Celebrities and fashion industry insiders have gathered in Paris for the Dior haute couture show, and the unveiling of the brand’s autumn/winter 2019-2020 collection.
But unlike ready-to-wear collections, these designs aren’t destined for boutiques and department stores.
They’ll only be available made to order, with prices starting from around £10,000 at a minimum for daywear, and reaching astronomical heights for evening gowns.
As such, a lot of money is spent on couture catwalks, and Monday’s show was no exception.
Here’s everything you might have missed from the Dior couture spectacular…
The show was held at 30 Avenue Montaigne, the Paris townhouse where the Dior atelier is located.
Creative director Maria Grazia Chiuri called on British artist Penny Slinger, known for her feminist work, to design a set inspired by the elements, with hundreds of metres of custom wallpaper used to transform the previously white space into a dark, atmospheric tribute to nature.
"It’s like nature inside a house," Chiuri said, referring to the huge tree installation that looked like it had grown from, and twisted round, the grand staircase.
The front row
As usual the show attracted a stellar crowd, with all the A-listers dressed in Dior.
Actor Priyanka Chopra and popstar husband Nick Jonas were fresh from the wedding of fellow actor-popstar duo Sophie Turner and Joe Jonas in the south of France.
Big Little Lies actor Shailene Woodley looked amazing in a cape-sleeved tailored dress, while The Handmaid’s Tale star Elisabeth Moss wore a spotted maxi dress from the Dior autumn/winter 2019 collection and carried one of the brand’s signature saddle bags.
The beauty look
Make-up artist Peter Phillips designed the beauty look to complement the dark hues of the collection.

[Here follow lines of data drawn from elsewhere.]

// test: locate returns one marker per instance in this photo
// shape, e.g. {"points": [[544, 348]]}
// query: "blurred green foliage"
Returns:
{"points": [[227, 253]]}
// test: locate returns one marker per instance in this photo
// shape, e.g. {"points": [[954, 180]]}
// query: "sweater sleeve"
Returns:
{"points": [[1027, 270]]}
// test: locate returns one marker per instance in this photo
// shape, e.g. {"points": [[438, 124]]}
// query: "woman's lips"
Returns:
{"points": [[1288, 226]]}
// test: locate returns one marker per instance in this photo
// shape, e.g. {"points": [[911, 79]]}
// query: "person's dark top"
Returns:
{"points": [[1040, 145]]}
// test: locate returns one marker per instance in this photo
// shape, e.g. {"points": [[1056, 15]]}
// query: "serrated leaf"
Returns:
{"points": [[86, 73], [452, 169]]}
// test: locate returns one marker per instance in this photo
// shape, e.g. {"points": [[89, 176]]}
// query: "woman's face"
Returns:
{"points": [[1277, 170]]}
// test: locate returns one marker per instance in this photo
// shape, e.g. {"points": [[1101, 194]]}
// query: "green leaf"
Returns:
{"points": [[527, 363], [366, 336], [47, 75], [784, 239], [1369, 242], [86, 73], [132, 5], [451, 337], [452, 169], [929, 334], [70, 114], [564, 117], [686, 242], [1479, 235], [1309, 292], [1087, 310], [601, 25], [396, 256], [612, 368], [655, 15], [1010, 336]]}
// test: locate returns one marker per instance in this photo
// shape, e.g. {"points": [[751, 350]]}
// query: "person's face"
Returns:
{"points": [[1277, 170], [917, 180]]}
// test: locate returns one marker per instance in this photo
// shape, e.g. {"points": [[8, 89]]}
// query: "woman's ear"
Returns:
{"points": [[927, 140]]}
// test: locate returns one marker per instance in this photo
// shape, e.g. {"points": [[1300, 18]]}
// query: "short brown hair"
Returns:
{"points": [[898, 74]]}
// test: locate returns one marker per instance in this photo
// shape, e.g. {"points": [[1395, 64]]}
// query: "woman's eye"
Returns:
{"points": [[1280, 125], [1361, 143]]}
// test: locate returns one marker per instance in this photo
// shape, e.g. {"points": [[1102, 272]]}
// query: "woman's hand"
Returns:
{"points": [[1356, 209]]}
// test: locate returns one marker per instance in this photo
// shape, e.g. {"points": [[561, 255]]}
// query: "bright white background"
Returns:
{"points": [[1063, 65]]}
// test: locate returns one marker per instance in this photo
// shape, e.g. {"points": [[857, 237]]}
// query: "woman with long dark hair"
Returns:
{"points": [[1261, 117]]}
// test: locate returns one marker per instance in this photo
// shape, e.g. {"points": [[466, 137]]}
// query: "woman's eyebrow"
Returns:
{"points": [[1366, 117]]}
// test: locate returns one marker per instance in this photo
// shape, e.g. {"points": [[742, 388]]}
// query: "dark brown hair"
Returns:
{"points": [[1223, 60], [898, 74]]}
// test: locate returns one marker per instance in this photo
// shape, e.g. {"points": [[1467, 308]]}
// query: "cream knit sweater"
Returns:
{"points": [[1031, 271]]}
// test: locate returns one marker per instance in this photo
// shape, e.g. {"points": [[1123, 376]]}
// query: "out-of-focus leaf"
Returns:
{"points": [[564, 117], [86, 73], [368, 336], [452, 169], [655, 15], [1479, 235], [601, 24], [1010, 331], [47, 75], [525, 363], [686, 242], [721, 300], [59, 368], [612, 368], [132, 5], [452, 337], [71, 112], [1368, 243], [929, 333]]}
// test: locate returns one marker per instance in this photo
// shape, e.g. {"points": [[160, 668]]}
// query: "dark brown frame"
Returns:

He emphasised the eyes with a smoked out, charcoal grey eyeshadow, leaving the eyelashes bare and the brows brushed up.
‘Are clothes modern?’ was the question emblazoned on a white T-shirt worn by Ruth Bell, who opened the show, referencing a quote from designer and architect Bernard Rudofsky.
He argued that some garments, such as pointed-toe shoes, are actually harmful, which might explain why there was a focus on comfort and practicality at the Dior show, with flowing silhouettes and flat, open-toed sandals.
There was plenty of glamour in this almost all-black offering, thanks to intricate lace and beaded dresses, and dramatic full-skirted gowns destined for the red carpet.
Chiuri said architecture was one of the other themes of the collection, the most literal translation of which came with the wonderfully tongue-in-cheek last look of the show: A model of 30 Avenue Montaigne worn as a dress.
Will any couture clients be placing an order for the townhouse dress? Chances are it won’t be as popular as the evening gowns, but we can’t wait to see this architectural gem popping up in many an editorial shoot.